A House Agriculture Committee hearing on Thursday (16 April) featuring Commodity Futures Trading Commission (CFTC) Chairman Michael Selig exposed deep divisions over the regulation of prediction markets.

During the hearing, Selig calmly defended the agency’s authority while repeatedly declining to take positions on controversial use cases.

Lawmakers from both parties focused heavily on event-based contracts.

Echoing the opinion that has led to several prediction market lawsuits, several members argued these products resemble gambling rather than traditional derivatives, particularly when tied to war or political instability.

Selig maintained that prediction markets fall squarely within the CFTC’s jurisdiction.

He asserted: “[The CFTC’s] authorizing statute has a very broad definition of the term commodity. It includes virtually everything except for onions and motion picture box office receipts.

“And we take that broad authority very seriously when there are new creative instruments that are structured as derivatives, we, of course, have the authority to regulate those to the extent that the underlying asset is a commodity.”
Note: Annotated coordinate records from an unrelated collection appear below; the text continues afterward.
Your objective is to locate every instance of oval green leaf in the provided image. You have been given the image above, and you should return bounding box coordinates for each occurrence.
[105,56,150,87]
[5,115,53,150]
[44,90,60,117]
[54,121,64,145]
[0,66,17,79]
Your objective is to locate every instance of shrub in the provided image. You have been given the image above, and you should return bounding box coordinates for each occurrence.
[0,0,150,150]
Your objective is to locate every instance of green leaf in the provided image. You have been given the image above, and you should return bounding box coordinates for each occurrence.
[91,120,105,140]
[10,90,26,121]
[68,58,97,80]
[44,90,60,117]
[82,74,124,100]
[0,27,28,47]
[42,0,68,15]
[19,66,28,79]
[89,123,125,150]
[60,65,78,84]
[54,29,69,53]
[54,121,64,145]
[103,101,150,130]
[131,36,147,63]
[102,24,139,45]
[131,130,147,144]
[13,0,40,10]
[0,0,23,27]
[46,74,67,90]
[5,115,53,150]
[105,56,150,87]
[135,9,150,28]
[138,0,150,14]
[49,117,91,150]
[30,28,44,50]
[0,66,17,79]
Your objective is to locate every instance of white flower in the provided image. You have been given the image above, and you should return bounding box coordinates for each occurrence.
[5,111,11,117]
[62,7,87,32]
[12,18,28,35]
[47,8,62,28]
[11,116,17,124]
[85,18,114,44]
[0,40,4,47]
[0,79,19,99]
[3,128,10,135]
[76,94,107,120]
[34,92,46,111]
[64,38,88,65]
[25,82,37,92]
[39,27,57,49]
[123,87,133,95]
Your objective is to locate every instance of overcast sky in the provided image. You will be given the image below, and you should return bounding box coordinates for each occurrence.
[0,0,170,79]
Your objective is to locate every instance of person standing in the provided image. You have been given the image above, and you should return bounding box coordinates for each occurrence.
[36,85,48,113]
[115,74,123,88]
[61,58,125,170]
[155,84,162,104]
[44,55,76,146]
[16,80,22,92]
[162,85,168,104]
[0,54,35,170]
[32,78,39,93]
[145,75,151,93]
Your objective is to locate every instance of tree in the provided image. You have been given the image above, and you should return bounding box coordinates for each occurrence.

He pointed to the Commodity Exchange Act’s broad definitions of commodities and swaps, stating that the agency has exclusive authority over such derivatives. He rejected claims that the markets operate in a regulatory loophole.

At the same time, he acknowledged that the current framework relies heavily on exchanges. Per existing regulations, designated contract markets function as self-regulating organizations and serve as the first level of regulation.

Exchange involvement an important component

These exchanges oversee trade operations, ensure that the contracts cannot be manipulated, and impose penalties for fraudulent and insider trading behavior.

While the CFTC oversees such certifications and has the authority to reject such contracts, it does not provide prior approvals for them.

Congressional members have questioned whether self-certification facilitates the entry of potentially hazardous contracts into the market.

According to Selig, the agency conducts regular evaluations and retains the discretion to disapprove listing requests; however, no numbers were provided.

He also said the CFTC is still developing a formal regulatory approach. The agency has issued an advisory and launched an advanced notice of proposed rulemaking to gather public input on prediction markets.

Selig described the issue as complex and said the commission is evaluating “virtually every question imaginable” before setting standards.

Several members pressed him on whether certain contracts should be prohibited outright. Congress has previously identified categories such as war, terrorism, assassination, and gaming as potentially contrary to the public interest.

Selig stated that there was no room for contracts involving war, terrorism, or assassination on the US exchanges, but refused to comment on whether other types of contracts should be prohibited as well.

He would not speculate about the outcome of the current rule-making process. The fear of insider trading was the predominant concern throughout the four-hour hearing.

Insider trading must be addressed

Several lawmakers pressed Selig over what they described as a pattern of suspicious, well-timed trades on platforms like Polymarket and Kalshi linked to sensitive government developments.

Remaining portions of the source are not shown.